Tuesday, February 28, 2006

A note for teacher


In the old days, i.e., when kids had to dress "appropriately" for public school, i.e., shirts and ties for boys, dresses for girls, shoes for everyone. Teachers ruled the roost. If you did poorly , it was your own damn fault. There was very little in the way of recourse. Your parents usually sided with the school.

(And it wasn't all that long ago, either, wise guy.)

By the time I got to middle school, boys had lost the ties and girls started wearing slacks, but it was what could now be considered "business casual."

By high school, it was jeans, sneakers, and t-shirts. I was actually something of a rebel. I wore a "bucket hat" every day at a time when you had to remove all headwear inside the sacred halls of learning.

Nowadays kids pretty much wear whatever the hell they want (although many schools do have very loose dress codes, mostly barring girls from inflaming boys' lipid's with clothes that are too revealing.

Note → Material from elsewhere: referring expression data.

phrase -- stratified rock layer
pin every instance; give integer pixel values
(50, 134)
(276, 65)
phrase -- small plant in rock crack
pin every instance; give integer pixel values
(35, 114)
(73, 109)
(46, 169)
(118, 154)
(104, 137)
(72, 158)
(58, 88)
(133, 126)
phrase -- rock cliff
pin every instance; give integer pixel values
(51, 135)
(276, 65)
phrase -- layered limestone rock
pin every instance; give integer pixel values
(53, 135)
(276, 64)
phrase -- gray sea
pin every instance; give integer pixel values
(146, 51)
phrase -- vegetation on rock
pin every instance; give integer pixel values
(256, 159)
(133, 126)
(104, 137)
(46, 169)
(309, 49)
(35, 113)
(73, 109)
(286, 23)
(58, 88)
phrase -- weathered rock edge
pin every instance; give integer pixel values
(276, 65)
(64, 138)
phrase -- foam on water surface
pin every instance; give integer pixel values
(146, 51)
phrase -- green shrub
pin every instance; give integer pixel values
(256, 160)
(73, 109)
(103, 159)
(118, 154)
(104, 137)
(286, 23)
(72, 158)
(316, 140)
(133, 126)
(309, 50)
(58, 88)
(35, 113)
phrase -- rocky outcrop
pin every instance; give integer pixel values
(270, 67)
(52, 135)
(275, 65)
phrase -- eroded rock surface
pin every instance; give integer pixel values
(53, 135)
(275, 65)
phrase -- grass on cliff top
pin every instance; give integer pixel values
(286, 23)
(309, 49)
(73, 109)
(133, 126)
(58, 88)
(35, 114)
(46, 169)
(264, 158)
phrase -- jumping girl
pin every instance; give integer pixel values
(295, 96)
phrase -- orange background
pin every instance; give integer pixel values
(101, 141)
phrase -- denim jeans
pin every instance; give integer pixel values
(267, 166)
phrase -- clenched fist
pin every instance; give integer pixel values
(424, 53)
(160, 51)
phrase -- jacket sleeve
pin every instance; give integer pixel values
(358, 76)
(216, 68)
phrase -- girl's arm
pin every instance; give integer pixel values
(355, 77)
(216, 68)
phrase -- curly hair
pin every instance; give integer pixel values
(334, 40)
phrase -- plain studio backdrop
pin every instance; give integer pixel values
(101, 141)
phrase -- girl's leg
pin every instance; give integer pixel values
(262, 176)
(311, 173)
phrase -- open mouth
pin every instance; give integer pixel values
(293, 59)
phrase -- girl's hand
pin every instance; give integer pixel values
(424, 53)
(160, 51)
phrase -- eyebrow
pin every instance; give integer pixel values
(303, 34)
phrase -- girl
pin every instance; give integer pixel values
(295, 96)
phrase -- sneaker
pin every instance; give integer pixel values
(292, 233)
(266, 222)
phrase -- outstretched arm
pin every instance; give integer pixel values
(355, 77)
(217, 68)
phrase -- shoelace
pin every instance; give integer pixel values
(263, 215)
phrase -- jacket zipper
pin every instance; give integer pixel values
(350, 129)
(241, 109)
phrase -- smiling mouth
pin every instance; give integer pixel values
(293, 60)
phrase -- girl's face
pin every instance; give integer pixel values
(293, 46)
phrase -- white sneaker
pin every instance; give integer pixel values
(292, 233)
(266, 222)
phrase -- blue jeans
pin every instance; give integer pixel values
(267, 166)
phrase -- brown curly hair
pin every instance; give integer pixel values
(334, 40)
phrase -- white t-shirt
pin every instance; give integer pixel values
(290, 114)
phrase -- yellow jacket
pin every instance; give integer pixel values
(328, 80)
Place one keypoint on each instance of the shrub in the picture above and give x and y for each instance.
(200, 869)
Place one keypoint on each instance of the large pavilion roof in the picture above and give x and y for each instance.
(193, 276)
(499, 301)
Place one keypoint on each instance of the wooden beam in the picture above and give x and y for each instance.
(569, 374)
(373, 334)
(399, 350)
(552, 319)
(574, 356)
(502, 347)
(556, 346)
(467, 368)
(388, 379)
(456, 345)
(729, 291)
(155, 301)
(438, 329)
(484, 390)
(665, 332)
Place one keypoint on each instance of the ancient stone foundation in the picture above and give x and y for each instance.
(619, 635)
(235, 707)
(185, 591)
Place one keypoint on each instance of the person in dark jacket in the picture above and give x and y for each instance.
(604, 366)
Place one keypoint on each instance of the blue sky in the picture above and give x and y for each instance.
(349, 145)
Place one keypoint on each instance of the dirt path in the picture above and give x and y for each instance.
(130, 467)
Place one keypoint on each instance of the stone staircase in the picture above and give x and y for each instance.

So what am I leading up to? No, it's not the problem of teenage sex. It's the problem of familiarity with teachers as expressed through e-mail.

A front page article in The New York Times by Jonathan D. Glater on Feb. 25 (To: Professor@University.edu Subject: Why It's All About Me) considered the increasing problems of students e-mailing their teachers for one reason or another. It may be a simple request for an explanation, or to alibi for a poor showing on a test (or a no-showing in class). Point is, access has become a problem for teachers already have too much on their plate. Unfortunately, the new Times Web site restricts the availability of the article, so I've pasted selected sections herein. (For those readers who subscribe to Times Select, here is the link.)

These days, they say, students seem to view them as available around the clock, sending a steady stream of e-mail messages -- from 10 a week to 10 after every class -- that are too informal or downright inappropriate.
''The tone that they would take in e-mail was pretty astounding,'' said Michael J. Kessler, an assistant dean and a lecturer in theology at Georgetown University. '' 'I
need to know this and you need to tell me right now,' with a familiarity that can sometimes border on imperative.''

...

Professor Ewick said 10 students in one class e-mailed her drafts of their papers days before they were due, seeking comments. ''It's all different levels of presumption,'' she said. ''One is that I'll be able to drop everything and read 250 pages two days before I'm going to get 50 of these.''

...

College students say that e-mail makes it easier to ask questions and helps them to learn. ''If the only way I could communicate with my professors was by going to their office or calling them, there would be some sort of ranking or prioritization taking place,'' said Cory Merrill, 19, a sophomore at Amherst. ''Is this question worth going over to the office?''
But student e-mail can go too far, said Robert B. Ahdieh, an associate professor at Emory Law School in Atlanta. He paraphrased some of the comments he had received: ''I think you're covering the material too fast, or I don't think we're using the reading as much as we could in class, or I think it would be helpful if you would summarize what we've covered at the end of class in case we missed anything.''
Students also use e-mail to criticize one another, Professor Ahdieh said. He paraphrased this comment: ''You're spending too much time with my moron classmates and you ought to be focusing on those of us who are getting the material.''

...

The situation is not limited to college students. Kids in high school and below also feel they have the right (if not an egocentric obligation) to keep in touch with teachers they have seen a half hour prior to their missive.

Bob Schieffer gave an excellent commentary on the Feb. 26 edition of Face the Nation, in which he opines that the down side of having instant access is that people have a tendency to write before they think.